The Door Guy is a veteran of countless clubs around town. People say they've seen it all, but he's seen more. Write to him for everything from live advice to life advice.
Dear Door Guy:
We've lost our favorite bar.
For years, my BF and I were regulars at this place. We knew everyone who worked there, drank there during happy hour, and saw a ton of bands. The bartenders were always good for a free drink or two and we never got any static. Recently, we show up and it's not the same. They've made a bunch of changes and they've got some new door guy who doesn't recognize us.
A lot of good times were had there but now we aren't treated like we're part of the place anymore. How do you break up with your bar?
— Rejected Regular
This is one of those questions that causes an instant split reaction the second I read it. There's a good portion of me — at least half — that feels your pain all too well, because I've experienced it as well. We live in a culture of five-minute cool that puts Warhol's thing about 15 minutes of fame to shame, where it starts to feel like nothing is concrete and rooted in anything any more. Bands come and go, trends come and go, it's over before we knew it started, and like a terrible late-night hookup, all they leave in their wake is something annoying and gross. (Like those goddamned hats. Stop wearing them. They're like the VD of hipster fashion. You know the ones I'm talking about.)
The next big thing today is yesterday's news before the sun goes down and rock clubs and bars are just as susceptible to such quick changes. For people who've spent years hanging out somewhere because they love the atmosphere or the “scene” associated with the bar, or simply because it's in their neighborhood, attachments grow and such changes totally suck. I'm not immune to this, either. I'm not some wandering white-hat door guy who strolls into town just long enough to clean up the place like Kane from Kung Fu or Patrick Swayze in Roadhouse.
I've worked many places and the places I've loved the most were the ones where I felt like I was part of something much bigger than what can a boring, frustrating, assembly-line like job. Those jobs were the ones that inspired me to actually think about how to do my job and do it well. Sometimes places I've worked have changed: stopped doing shows I loved, chased a completely different customer base, made doing my job unnecessarily difficult, or God help me, asked me to wear a yellow shirt. So I get it, Rejected, I really do.

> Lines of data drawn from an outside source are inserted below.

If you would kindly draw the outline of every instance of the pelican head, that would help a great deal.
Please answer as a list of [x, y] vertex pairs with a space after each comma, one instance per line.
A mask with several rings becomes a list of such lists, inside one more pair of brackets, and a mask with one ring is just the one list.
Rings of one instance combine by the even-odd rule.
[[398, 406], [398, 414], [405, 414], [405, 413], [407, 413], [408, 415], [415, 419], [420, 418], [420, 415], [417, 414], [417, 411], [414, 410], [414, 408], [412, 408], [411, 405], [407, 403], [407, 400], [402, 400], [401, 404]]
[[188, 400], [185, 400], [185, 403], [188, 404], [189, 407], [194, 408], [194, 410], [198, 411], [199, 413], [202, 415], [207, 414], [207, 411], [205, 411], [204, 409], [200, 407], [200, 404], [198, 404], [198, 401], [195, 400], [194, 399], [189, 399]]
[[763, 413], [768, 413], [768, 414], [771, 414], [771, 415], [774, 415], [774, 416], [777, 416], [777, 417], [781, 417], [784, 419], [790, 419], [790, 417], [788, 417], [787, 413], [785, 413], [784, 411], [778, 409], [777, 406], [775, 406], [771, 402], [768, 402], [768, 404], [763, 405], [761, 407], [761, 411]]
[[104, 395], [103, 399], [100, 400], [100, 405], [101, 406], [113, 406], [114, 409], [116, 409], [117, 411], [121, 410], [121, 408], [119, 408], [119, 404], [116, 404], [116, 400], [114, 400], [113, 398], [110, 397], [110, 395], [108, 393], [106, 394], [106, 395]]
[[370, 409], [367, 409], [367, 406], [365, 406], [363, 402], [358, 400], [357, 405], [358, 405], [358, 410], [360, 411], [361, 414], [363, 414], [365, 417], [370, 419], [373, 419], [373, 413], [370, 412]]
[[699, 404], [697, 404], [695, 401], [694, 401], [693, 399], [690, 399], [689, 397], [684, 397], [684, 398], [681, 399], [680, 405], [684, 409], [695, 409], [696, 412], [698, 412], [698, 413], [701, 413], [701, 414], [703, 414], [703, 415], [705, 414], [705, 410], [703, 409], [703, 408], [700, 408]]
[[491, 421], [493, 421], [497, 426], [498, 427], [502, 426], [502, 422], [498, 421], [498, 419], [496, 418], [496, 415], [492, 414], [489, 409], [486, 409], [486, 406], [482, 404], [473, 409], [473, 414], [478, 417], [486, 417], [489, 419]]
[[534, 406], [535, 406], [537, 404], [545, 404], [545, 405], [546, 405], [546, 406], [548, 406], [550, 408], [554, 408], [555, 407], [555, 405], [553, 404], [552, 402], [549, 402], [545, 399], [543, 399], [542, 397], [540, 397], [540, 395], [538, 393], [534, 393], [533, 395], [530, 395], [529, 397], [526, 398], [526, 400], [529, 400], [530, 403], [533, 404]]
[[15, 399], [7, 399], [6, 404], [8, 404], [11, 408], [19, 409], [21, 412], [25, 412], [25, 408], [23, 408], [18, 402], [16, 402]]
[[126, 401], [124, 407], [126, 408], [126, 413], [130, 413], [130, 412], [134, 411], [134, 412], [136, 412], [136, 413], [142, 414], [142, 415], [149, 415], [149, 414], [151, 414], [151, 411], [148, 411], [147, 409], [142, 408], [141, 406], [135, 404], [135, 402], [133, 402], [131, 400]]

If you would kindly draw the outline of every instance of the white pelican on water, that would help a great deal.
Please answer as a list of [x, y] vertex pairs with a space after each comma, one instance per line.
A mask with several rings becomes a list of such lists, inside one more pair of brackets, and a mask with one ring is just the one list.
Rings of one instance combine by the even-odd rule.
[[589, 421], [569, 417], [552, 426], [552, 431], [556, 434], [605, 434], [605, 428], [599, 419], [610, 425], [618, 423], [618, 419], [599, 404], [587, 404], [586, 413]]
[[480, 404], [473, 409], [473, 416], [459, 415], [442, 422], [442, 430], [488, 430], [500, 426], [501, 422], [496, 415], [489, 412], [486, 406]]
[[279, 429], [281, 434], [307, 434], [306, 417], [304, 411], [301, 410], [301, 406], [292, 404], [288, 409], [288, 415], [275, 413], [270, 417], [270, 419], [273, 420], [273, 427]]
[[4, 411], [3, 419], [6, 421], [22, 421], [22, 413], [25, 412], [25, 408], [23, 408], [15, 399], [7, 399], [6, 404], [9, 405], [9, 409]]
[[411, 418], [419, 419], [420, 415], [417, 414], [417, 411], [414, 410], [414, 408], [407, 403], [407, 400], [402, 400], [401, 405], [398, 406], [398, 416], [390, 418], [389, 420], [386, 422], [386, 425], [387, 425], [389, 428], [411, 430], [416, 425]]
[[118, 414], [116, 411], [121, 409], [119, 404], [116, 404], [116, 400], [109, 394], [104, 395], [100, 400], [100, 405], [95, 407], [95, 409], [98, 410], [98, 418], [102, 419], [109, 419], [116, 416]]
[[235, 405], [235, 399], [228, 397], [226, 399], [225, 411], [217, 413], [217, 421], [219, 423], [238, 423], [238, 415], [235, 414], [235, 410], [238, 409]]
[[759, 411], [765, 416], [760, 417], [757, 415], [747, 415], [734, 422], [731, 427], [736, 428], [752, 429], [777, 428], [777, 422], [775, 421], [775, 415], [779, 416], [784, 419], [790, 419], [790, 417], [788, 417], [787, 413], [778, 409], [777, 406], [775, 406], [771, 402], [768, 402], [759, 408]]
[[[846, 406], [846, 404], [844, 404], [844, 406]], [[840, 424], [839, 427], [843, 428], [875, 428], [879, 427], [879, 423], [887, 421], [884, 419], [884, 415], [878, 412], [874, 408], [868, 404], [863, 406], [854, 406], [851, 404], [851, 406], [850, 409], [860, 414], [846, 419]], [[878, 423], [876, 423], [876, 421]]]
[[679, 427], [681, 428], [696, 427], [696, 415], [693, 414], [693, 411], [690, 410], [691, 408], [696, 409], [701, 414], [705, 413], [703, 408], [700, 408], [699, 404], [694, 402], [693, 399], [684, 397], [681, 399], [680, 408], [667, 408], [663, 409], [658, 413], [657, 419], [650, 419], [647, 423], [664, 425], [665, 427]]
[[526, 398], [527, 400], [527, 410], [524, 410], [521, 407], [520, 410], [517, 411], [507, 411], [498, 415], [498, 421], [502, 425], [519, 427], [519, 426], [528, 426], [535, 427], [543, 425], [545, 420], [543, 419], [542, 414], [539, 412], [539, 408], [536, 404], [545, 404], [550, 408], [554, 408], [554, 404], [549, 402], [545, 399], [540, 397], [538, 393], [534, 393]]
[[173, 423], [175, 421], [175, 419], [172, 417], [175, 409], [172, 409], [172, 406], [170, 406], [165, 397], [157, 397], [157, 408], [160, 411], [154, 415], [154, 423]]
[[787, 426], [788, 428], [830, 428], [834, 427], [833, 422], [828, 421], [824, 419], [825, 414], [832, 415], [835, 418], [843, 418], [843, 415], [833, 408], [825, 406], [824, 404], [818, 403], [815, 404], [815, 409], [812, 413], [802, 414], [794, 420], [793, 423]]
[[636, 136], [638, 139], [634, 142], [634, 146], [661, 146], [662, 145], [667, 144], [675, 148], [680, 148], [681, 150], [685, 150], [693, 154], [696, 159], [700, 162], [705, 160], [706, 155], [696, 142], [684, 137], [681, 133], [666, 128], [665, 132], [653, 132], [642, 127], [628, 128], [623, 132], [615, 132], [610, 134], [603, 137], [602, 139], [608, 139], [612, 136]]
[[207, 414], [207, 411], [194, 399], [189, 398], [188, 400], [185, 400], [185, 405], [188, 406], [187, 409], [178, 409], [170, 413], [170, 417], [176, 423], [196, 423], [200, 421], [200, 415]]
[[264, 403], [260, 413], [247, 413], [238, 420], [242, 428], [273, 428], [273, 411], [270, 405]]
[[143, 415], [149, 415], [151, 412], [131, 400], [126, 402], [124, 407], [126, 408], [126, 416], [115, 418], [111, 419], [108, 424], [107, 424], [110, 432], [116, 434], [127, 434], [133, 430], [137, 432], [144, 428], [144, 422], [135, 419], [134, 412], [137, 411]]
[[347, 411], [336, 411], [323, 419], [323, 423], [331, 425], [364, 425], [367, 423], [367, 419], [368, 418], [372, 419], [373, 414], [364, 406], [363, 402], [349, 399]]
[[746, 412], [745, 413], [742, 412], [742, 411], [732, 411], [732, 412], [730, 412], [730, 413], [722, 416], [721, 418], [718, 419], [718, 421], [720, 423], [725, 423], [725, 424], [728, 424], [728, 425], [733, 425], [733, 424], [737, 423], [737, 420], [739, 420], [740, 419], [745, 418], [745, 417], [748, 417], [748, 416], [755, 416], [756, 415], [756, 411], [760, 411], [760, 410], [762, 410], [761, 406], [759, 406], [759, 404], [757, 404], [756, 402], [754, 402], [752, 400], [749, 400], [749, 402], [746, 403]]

Except ... I've also been that new door guy, that harbinger of change, the guy who came in when the owner realized he needed someone a little more serious than his drunk buddy collecting the cover. And from that point of view, Rejected, some of your fellow change-fearing regulars can be total dicks.
For a door guy who's just trying to do his job, regulars who walk in with chips on their shoulders and a bad case of “Don't You Know Who I Am?” Syndrome are the absolute worst. I've been in situations where people screamed at me because they weren't let in before doors officially opened for no other reason than the fact that they used to hang out there every day five years and two managers ago. I've seen those same people waved in by their favorite bartender and then get mad at her when she doesn't immediately reward their presence with an open bar tab at a sold-out show. And in plenty of cases, I've ended up having to throw them out because of their unrelenting, confrontational, shitty attitudes, even though someone assured me that they were “cool.”
As I trust that people who read this column don't assume that everyone in my world is a power-tripping jackass, I trust that you are not one of those regulars. Still, you (and I) have something in common with those people. We might not be assholes, but we all share something called Entitlement Bias. That's a fancy way of saying that we believe that as long as we continue doing the same thing, we should be able to continue having the same sort of result. We're attached. Because we're used to a certain kind of treatment, and certain feelings of comfort, we shouldn't ever lose that. But for better or for worse, life just doesn't work like that.
The dirty truth is that your favorite dive bar or rock venue or nightclub isn't a validation for your ego or a lifelong relationship — it is an ever-changing business. Sometimes those changes are so incremental that you don't even notice. Sometimes they're so huge that you don't even recognize the place anymore. But before you start talking about breaking up with your bar, consider this: That place probably existed before you. When you started going there, you might have been part of a change that the old regulars didn't like, and they may very well have had the same gripes as you. They might have felt pushed out and unappreciated by you. I can tell you that I've been places where the regulars hated the fact that the bad cover bands they loved so much were gone that they made life miserable for the cool bands you love so much. Eventually, they gave up and moved on. There's only so many bar stools.
So, Rejected, ask yourself: What matters to you? If it's the free drinks and the sense that it's “your place,” I can't help you. On the other hand, do you still get to see bands you really like? Even if you don't recognize every single person there, are the faces still friendly? If so, why call it a breakup?